# Эвотор
## Настройки

In [22]:
import pandas as pd
from sqlalchemy import create_engine, MetaData, Table, Column, Integer, String, DateTime, Float, select, Date, JSON
import logging
import os
import sys
from math import ceil
from tqdm import tqdm
from pandas.testing import assert_frame_equal

from wikibaseintegrator import wbi_core, wbi_login, wbi_login
from wikibaseintegrator.wbi_config import config as wbi_config

In [2]:
logging.getLogger().setLevel(logging.INFO)

In [3]:
WIKIBASE_HOST = '84.201.142.182'

WIKIBASE_LOGIN = 'WikibaseAdmin'
WIKIBASE_PASSWORD = 'WikibaseDockerAdminPass'

wbi_config['MEDIAWIKI_API_URL'] = f'http://{WIKIBASE_HOST}:8181/api.php'
wbi_config['SPARQL_ENDPOINT_URL'] = f'http://{WIKIBASE_HOST}:8989/bigdata/sparql'
wbi_config['WIKIBASE_URL'] = 'http://wikibase.svc'

## Библиотека

In [280]:
def get_items_by_label(label_list:list, item_type:str, is_unique:bool = True, is_notnull:bool = True):
    '''
    По переданному списку лейблов находит entity_id в базе Wikibase. 
    
    label_list: список искомых лейблов
    item_type: тип искомого объекта. Если не указано, то любой объект. Если указано:
        "P" - Property
        "Q" - Item
    is_unique: если True, то вернёт ошибку, если найдено больше одного значения
    is_notnull: если True, то вернёт ошибку, если не найдено ни одного значения
    '''
    
    query = """
        SELECT DISTINCT ?item ?itemLabel
        WHERE {{
          ?item rdfs:label ?itemLabel. 

          VALUES ?itemLabel {{ {label_filter} }}
        }}""".format(label_filter = ' '.join([f'\"{i}\"@en' for i in label_list]))
    
    result = wbi_core.ItemEngine.execute_sparql_query(query)
    result_list = [[i['itemLabel']['value'], i['item']['value'].replace('http://wikibase.svc/entity/', '')] 
                   for i in result['results']['bindings']]
    
    df = pd.DataFrame(result_list, columns = ['label', 'item'])
        
    if item_type in ('P', 'Q'):
        df = df[df.item.str.contains(item_type)] 

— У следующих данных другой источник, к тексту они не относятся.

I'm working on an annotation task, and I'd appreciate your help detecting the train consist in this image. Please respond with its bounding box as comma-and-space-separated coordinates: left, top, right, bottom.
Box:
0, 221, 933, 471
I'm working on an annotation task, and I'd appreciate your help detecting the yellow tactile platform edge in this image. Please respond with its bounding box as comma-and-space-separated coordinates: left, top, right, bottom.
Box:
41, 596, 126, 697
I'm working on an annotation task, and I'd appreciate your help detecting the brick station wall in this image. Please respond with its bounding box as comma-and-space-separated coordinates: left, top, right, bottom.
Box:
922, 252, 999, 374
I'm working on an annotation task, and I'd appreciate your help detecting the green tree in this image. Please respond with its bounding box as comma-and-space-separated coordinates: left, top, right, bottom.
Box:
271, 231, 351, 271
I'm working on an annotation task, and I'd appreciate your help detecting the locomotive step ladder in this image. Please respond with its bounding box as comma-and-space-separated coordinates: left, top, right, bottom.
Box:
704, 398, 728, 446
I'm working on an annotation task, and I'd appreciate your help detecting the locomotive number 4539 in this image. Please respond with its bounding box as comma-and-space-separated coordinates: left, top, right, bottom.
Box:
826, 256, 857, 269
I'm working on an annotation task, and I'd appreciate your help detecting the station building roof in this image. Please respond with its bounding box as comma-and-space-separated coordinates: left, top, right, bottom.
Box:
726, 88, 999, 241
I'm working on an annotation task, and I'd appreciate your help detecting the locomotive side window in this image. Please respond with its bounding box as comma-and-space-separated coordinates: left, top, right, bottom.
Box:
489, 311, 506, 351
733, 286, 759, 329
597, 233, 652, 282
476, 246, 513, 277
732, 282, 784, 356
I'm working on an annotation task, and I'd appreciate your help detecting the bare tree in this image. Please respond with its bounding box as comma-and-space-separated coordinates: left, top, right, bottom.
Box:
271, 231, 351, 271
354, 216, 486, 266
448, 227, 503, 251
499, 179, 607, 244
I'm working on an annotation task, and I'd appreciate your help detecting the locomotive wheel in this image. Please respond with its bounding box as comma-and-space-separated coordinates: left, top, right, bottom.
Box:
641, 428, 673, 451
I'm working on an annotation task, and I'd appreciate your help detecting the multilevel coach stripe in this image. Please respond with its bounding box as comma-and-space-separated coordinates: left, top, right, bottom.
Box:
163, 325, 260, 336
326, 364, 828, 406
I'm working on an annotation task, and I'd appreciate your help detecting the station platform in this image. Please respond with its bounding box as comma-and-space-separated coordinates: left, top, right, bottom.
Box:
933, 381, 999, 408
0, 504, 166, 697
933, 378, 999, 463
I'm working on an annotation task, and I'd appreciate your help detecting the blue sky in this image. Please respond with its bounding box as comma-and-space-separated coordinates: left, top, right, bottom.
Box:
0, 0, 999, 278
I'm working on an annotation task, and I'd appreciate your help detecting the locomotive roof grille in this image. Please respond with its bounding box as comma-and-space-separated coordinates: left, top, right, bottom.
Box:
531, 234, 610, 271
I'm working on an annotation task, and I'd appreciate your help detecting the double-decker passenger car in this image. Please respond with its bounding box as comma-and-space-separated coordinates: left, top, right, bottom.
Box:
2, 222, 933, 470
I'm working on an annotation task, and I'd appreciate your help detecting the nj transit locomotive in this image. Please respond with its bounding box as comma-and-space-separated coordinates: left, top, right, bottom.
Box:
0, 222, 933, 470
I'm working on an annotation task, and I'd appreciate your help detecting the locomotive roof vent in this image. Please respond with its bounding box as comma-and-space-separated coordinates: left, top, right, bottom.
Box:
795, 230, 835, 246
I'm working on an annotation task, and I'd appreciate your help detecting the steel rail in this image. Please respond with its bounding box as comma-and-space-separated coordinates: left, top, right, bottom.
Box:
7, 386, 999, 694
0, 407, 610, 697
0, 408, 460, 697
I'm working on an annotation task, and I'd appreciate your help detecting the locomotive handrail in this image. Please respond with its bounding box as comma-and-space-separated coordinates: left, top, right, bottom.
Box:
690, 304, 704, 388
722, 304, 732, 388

    df_check = df.groupby('label').count()
    if is_unique and df_check.item.max() > 1:
        r = df[df.label.isin(df_check[df_check.item > 1].index.to_list())].sort_values(by = 'label')
        logging.info(f"entity_id определён неоднозначно: \n{r}")
        return None
    elif is_notnull and len(set(label_list) - set(df.label)) > 0:
        r = set(label_list) - set(df.label)
        logging.info(f"entity_id не найден: \n{r}!")
        return None
    else:
        return df
    
    
def get_wb_parent(Q:str, P:str, login_instance:wbi_login.Login) -> str:
    '''
    Свойством P какого объекта-родителя является объект Q? Возвращает ошибку, если родителей ноль или несколько.
        Q - целевой объект
        P - каким параметром он должен быть
    '''

    query = f'''
        SELECT ?entity_id ?entity_name WHERE {{
            ?entity_id wdt:{P} wd:{Q} .
            ?entity_id rdfs:label ?entity_name .
        }}'''
    print(query)
    result = wbi_core.ItemEngine.execute_sparql_query(query)

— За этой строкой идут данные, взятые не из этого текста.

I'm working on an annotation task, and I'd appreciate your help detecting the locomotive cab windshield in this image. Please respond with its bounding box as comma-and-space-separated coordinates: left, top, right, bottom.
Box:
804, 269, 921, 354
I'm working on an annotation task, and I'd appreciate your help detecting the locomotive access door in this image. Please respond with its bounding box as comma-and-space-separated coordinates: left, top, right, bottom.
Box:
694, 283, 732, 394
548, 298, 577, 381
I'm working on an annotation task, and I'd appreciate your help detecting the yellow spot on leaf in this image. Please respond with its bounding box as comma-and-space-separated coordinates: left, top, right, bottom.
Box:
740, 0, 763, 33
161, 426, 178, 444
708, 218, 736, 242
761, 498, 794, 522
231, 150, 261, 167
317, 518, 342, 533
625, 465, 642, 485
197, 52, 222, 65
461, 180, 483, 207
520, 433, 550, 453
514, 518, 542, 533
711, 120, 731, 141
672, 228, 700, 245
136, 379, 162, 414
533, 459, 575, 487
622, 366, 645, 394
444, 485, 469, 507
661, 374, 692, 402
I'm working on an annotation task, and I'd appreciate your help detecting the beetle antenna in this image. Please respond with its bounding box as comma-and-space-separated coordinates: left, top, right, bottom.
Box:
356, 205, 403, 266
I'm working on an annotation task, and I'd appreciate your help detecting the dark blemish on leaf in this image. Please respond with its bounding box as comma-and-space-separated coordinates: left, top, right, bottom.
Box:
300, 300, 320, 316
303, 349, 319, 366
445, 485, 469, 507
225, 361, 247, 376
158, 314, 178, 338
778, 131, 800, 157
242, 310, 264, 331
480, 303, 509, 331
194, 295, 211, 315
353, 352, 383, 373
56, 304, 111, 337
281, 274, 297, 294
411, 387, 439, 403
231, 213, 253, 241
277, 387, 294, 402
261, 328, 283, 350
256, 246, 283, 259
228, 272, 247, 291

    result_list = [[i['entity_name']['value'], i['entity_id']['value'].replace('http://wikibase.svc/entity/', '')]
                   for i in result['results']['bindings']]

    result_df = pd.DataFrame(result_list, columns = ['entity_name', 'entity_id'])

    if result_df.shape[0] > 1:
        raise Exception(f'Object with entity_id {Q} have several parents: \n{result_df.entity_id.to_list()}')
    elif result_df.shape[0] == 0:
        raise Exception(f'Object with entity_id {Q} not finded in !')
    else:
        return (result_df.at[0, 'entity_name'], result_df.at[0, 'entity_id'])
    
    
def get_wb_statements(login_instance:wbi_login.Login, Q:str, P:str, Pq:str = 'P0') -> pd.DataFrame:
    '''
    Для объекта Q для заданного стейтмента вывести все его айтемы с заданными квалифаерами
    '''
    
    query = f'''
        SELECT ?STATEMENT_VALUE ?ITEM_LABEL ?QUALIFIER
        WHERE
        {{
             wd:{Q} p:{P} ?statement.
             ?statement ps:{P} ?STATEMENT_VALUE.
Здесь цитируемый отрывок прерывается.